Pastiche habile des films d’Hitchcock, Faux témoin est un thriller malin et efficacement réalisé. La contribution d’Isabelle Huppert s’avère tout à fait satisfaisante.
Synopsis : Terry, un jeune homme beau et élégant, entretient une liaison avec Sylvia, la femme de son patron. Un soir, alors qu’elle se trouve chez son amant, Sylvia assiste à un meurtre depuis la fenêtre de l’immeuble. Elle est la seule à avoir vu le visage du coupable. Mais elle ne peut se résoudre à témoigner car elle mettrait son couple et sa réputation en danger. Terry donne une description à sa place et devient bientôt le suspect numéro 1. Il décide alors de mener l’enquête de son côté…
Un pur pastiche du cinéma d’Hitchcock
Critique : Librement adapté d’un roman d’Anne Holden, Faux témoin est le véritable bébé du cinéaste Curtis Hanson qui y voit enfin l’occasion de sortir de l’ornière de la série B, voire Z, dans laquelle il stagne depuis une grosse décennie. L’artisan rédige lui-même l’adaptation du roman qu’il envisage comme un pur pastiche d’Alfred Hitchcock. Grand admirateur du travail du maître du suspense, Hanson cherche à en retrouver la divine formule en signant une histoire originale, mais qui permettrait de citer en permanence les grands classiques du maître britannique. Après tout, Brian De Palma ne fait rien d’autre depuis plusieurs années et Curtis Hanson se dit qu’il est possible pour lui d’apporter sa pierre à l’édifice.
Là où De Palma est parvenu à développer une thématique personnelle liée notamment à la défiance nécessaire envers toute image filmée, Curtis Hanson se borne à reproduire des situations déjà vues ailleurs pour en livrer une version actualisée et donc modernisée. Rien de bien nouveau donc dans cette histoire de témoin d’une agression qui finira par se retrouver accusé à la place du meurtrier.
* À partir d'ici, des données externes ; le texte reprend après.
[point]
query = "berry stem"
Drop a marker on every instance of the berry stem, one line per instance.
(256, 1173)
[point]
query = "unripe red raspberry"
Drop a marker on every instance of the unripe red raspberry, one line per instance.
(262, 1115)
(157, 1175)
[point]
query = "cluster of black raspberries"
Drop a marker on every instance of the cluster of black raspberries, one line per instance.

On a déjà vu des centaines de fois, notamment chez Hitchcock, ces histoires de faux coupable accusé à tort. Toutefois, le long-métrage a l’intelligence de renouveler la situation en plaçant au centre du jeu une histoire d’adultère qui complique passablement la donne.
Une intrigue habilement troussée et bien servie par les acteurs
Adroitement tricotée, l’intrigue prend son temps pour entrelacer sa toile autour du personnage central, le naïf de service incarné avec un beau premier degré par Steve Guttenberg. Victime de son amour pour la belle Isabelle Huppert, le jeune homme se retrouve embarqué dans une aventure qui le dépasse et servira de révélateur de ses faiblesses, mais aussi de ses forces. Unique tentative de l’actrice française de percer à Hollywood, Faux témoin n’a finalement pas été le tremplin escompté pour Isabelle Huppert. Pourtant, elle n’a pas à rougir de sa prestation et son rôle de femme fatale ne dépareille absolument pas dans sa magnifique et exemplaire filmographie.
Elle est ici en concurrence avec Elizabeth McGovern qui compose la première victime, sauvée in extremis des griffes du tueur. Celle-ci est bien plus lisse – ce que nécessite le rôle – et surtout bien moins crédible lorsqu’elle doit aguicher les hommes dans un bar. Son look à l’ancienne, pour ne pas dire un peu vieillot, lui donne un sacré désavantage face à notre Isabelle nationale.
Une réalisation classieuse qui aurait mérité plus d’égards de la part du public
En ce qui concerne la réalisation, Curtis Hanson fait preuve d’une belle maîtrise, avec une caméra très fluide qui sait se faire intrusive lors des nombreuses séquences d’intérieur. L’efficacité est également de mise lors des scènes finales, plus trépidantes. Enfin, une certaine sensualité se dégage des quelques moments plus intimistes entre les personnages. Le tout est aidé par une jolie photographie de Gilbert Taylor (Répulsion, La guerre des étoiles, La malédiction, tout de même) et une bande-son typique des années 80 où se succèdent des titres FM bien pêchus (de Robert Palmer, Ava Cherry ou encore Stevie Ray Vaughan).
Agréable de bout en bout, Faux témoin n’a pourtant pas rencontré le succès initialement envisagé. En France, le long-métrage est même passé totalement inaperçu, au point de se faire doubler la semaine de sa sortie sur Paris par une reprise d’Opération tonnerre, un James Bond vieux de vingt ans. C’est dire l’ampleur du désastre commercial.